Se talun giuoca meco e perde cento,
e poscia per la perdita che ha fatto
esigesse da me compensamento,
ei mi parrebbe impertinente o matto;
Se tu perder non vuoi, di grazia in pochi
motti risponderei perchè tu giochi?
E peggio saria poi, ma peggio assai,
se il compenso da darsi ei fosse tolto
sovra la proprietà degli animai
che non v'abbiano a far poco nè molto;
sicchè il Barbon, che ingiusta vide e folle
esser l'instanza, insister più non volle.

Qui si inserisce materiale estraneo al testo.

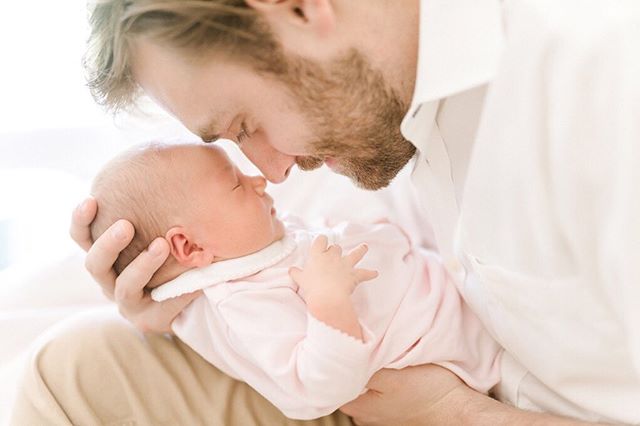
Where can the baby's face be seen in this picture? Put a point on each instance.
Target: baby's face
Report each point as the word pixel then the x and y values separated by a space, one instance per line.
pixel 230 211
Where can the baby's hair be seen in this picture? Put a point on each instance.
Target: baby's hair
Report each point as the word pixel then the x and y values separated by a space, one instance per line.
pixel 140 186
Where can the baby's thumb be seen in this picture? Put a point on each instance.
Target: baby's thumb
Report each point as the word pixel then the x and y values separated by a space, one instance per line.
pixel 294 273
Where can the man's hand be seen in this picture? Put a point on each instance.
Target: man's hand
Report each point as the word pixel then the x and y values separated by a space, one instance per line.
pixel 127 289
pixel 327 273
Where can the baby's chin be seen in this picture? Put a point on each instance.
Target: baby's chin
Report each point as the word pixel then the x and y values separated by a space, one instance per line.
pixel 279 230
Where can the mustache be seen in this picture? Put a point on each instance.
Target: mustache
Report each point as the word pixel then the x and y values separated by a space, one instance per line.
pixel 308 163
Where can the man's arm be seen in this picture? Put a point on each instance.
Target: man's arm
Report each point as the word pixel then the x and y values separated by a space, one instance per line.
pixel 432 395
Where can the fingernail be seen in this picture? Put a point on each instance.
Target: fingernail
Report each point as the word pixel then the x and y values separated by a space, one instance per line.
pixel 119 232
pixel 82 207
pixel 156 248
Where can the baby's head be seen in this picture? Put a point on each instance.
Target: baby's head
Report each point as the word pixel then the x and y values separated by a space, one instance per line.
pixel 194 197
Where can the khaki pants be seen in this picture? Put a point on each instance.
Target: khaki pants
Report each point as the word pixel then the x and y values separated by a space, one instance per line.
pixel 97 370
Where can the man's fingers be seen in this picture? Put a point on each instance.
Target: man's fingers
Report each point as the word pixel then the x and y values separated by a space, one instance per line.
pixel 104 252
pixel 356 254
pixel 365 275
pixel 319 245
pixel 81 219
pixel 129 290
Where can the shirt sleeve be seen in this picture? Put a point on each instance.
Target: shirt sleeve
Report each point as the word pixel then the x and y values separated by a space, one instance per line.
pixel 304 367
pixel 594 121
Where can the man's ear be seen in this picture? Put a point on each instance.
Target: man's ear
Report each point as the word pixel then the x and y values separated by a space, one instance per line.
pixel 317 15
pixel 185 250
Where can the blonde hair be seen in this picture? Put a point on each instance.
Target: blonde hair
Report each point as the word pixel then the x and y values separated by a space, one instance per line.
pixel 140 186
pixel 196 27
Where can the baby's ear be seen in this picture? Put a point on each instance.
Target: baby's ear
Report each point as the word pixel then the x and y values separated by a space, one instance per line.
pixel 185 250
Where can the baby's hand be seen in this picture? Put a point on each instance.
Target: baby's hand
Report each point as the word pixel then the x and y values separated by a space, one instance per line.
pixel 327 273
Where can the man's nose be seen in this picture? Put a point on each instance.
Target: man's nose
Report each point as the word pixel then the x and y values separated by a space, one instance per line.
pixel 274 165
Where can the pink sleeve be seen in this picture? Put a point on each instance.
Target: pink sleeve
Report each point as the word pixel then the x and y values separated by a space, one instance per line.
pixel 304 367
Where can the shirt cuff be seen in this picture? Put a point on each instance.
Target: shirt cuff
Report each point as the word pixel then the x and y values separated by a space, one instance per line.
pixel 337 343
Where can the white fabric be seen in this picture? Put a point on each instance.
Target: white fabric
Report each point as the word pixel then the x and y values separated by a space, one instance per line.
pixel 535 200
pixel 227 270
pixel 257 328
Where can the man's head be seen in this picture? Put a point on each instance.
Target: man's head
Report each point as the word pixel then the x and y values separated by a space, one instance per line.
pixel 294 81
pixel 194 197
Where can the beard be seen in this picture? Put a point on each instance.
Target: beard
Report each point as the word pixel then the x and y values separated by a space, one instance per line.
pixel 356 116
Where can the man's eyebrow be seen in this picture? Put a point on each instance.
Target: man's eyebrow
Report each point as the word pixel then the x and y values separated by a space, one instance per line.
pixel 209 137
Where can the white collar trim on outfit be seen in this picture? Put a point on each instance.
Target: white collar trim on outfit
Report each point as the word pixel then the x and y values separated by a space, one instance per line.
pixel 198 279
pixel 460 47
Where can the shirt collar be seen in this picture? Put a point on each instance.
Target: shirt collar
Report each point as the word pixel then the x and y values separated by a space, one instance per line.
pixel 459 48
pixel 226 270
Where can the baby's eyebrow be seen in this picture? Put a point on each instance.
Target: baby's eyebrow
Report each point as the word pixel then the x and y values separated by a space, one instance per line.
pixel 207 134
pixel 209 137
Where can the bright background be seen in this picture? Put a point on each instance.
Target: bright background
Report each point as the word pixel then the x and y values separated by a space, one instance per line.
pixel 53 138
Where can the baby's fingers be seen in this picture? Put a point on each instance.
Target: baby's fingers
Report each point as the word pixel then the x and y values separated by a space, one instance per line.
pixel 356 254
pixel 365 275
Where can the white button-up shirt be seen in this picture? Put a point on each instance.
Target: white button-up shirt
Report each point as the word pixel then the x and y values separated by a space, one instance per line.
pixel 526 118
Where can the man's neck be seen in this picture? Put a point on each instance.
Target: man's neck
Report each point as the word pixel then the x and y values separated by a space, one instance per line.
pixel 394 49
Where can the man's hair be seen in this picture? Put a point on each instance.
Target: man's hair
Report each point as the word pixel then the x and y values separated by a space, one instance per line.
pixel 140 186
pixel 195 27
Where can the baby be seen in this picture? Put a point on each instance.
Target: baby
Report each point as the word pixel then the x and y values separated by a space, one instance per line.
pixel 282 306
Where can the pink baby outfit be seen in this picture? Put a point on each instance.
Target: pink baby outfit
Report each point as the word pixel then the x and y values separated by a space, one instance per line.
pixel 256 328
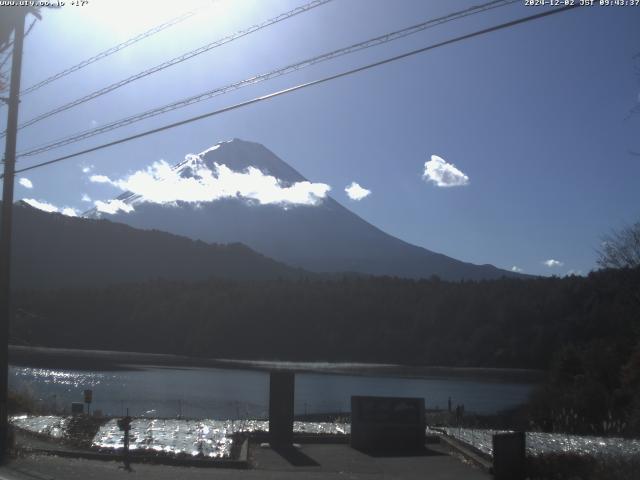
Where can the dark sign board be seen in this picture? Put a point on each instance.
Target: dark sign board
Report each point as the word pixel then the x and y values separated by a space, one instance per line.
pixel 387 423
pixel 77 408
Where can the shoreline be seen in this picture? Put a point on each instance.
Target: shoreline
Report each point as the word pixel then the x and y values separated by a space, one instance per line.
pixel 107 360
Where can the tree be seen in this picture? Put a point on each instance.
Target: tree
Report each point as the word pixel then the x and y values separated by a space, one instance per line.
pixel 621 249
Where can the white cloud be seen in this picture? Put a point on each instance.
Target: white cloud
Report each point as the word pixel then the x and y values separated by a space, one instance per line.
pixel 69 212
pixel 50 208
pixel 112 206
pixel 443 174
pixel 551 263
pixel 44 206
pixel 25 182
pixel 356 192
pixel 577 273
pixel 100 179
pixel 160 183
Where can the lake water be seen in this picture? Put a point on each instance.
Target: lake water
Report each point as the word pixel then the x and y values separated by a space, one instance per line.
pixel 239 394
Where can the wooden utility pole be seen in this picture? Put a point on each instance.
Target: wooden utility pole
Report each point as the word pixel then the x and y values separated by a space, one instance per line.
pixel 5 229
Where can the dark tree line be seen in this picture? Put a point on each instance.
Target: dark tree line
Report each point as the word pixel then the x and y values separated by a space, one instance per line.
pixel 584 331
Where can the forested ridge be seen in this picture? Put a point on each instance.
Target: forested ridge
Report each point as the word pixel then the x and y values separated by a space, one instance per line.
pixel 585 331
pixel 501 323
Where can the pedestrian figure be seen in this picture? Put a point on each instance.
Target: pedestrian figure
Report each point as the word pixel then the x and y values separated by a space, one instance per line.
pixel 125 425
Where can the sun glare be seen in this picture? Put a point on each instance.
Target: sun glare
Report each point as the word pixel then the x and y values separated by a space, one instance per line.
pixel 126 18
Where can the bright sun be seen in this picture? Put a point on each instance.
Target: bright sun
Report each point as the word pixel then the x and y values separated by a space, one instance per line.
pixel 127 18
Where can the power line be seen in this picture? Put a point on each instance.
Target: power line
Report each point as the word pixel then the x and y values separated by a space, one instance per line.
pixel 388 37
pixel 111 51
pixel 175 61
pixel 369 66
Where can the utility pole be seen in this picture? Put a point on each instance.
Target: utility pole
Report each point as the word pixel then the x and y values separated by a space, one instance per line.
pixel 5 229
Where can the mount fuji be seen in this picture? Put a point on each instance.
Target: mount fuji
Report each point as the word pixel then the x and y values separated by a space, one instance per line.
pixel 239 191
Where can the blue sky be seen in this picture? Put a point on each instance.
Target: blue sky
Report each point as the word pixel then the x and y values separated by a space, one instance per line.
pixel 536 116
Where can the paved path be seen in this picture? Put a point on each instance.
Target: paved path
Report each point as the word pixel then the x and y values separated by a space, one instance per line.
pixel 311 461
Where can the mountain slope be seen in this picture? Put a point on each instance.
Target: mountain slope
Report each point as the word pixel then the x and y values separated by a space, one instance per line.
pixel 322 236
pixel 53 250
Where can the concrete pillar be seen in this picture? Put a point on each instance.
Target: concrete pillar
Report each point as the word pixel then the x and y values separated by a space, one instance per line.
pixel 281 394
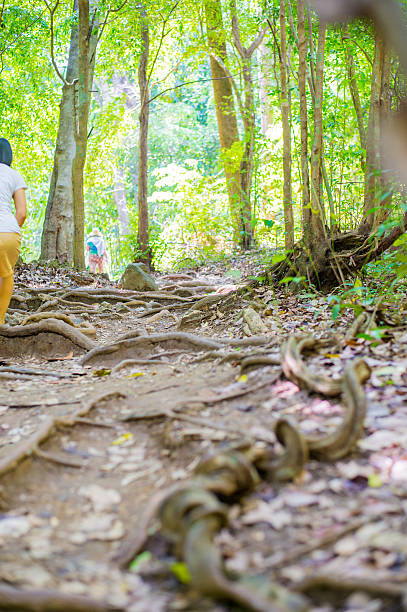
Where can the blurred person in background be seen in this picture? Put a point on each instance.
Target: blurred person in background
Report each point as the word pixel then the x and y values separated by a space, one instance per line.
pixel 12 187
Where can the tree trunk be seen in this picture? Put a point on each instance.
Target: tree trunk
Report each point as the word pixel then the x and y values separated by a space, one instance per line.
pixel 57 233
pixel 58 229
pixel 142 232
pixel 266 115
pixel 285 115
pixel 386 191
pixel 302 78
pixel 81 133
pixel 225 113
pixel 354 92
pixel 373 142
pixel 317 205
pixel 246 165
pixel 119 195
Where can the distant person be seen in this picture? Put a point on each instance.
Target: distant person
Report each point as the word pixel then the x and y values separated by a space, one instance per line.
pixel 12 186
pixel 97 251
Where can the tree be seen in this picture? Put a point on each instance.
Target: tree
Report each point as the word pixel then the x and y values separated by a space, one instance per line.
pixel 225 111
pixel 58 231
pixel 285 116
pixel 142 233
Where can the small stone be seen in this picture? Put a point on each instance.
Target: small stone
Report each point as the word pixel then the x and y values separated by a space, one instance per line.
pixel 135 278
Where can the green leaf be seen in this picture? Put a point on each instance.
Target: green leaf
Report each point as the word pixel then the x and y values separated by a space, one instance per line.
pixel 336 309
pixel 102 372
pixel 139 560
pixel 277 258
pixel 181 572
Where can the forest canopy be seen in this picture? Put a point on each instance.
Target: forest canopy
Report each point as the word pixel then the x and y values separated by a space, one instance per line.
pixel 184 130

E disse all'altro Can: Nè delle corti,
nè della offesa autorità sovrana,
dunque non pensi a riparare i torti?
E quei: Qualunque obiezione è vana;
in altra guisa mai, con altre idee
mai fra noi pace esser non può, nè dee.
Così dicendo, rimbruschissi, e tacque.
al povero Barbon quell'ultimato,
come potete credere, non piacque;
ma il Can clubista in tuon mezzo arrabbiato,
Addio gli dice, e te lo pianta lì.
e quel congresso in guisa tal finì.
Il nostro Can barbon, tutto confuso
per quella mission mal riuscita,
ai due Levrier con sbigottito muso,
O ben, o mal, dicea, questa è finita.
E i Levrier: pur poc'anzi a noi dicesti
ch'assestar tutto a tuo piacer potresti.
E il Can barbon: Quel ch'io dovea fec'io;
salvo è l'onor del trono e della corte,
salvo il decor del ministero e il mio;
cura poscia del resto avrà la sorte.
Or che s'ha egli a fare? ed un Levriero
umilmente propose un suo pensiero.
Molto ancor disse a noi riman del giorno:
far si potrebbe una passeggiatina,
pria che alla reggia facciasi ritorno.
Di qua non lungi è la rupe Corvina,
ove sul venerato, antico sorbo
rende i famosi vaticinj il Corbo.
Il sacro Uccel che l'avvenir predice
interrogar potrai, se pur ti piace;
e sentiremo un po' che diavol dice
sulla guerra presente e sulla pace.
Andiam; noi bestie siam corriere entrambe,
e tu, lodato il cielo, hai buone gambe.
Il Can barbone, per alcun momento
standosi assorto in un pensier profondo,
riflettea che un oracolo, un portento,
sempre fu, e sarà sempre in questo mondo,
poichè fur tutti i mezzi invan tentati,
il refugio che resta a' disperati.
Poscia disse al Levrier: poffareddio!
Il tuo pensiero è veramente bello;
bravo! vedo che tu, Levriero mio,
non men che buone gambe hai buon cervello;
gran tempo egli è, per dirtela, ch'io bramo
veder che storia è questo Corvo: andiamo.
ambasciador quanto il Levrier propose,
tosto senz'altra disputa in cammino
dietro quei svelti corridor si pose,
che pria di giunger a quel sacro loco
galoppar denno e sgambettar non poco.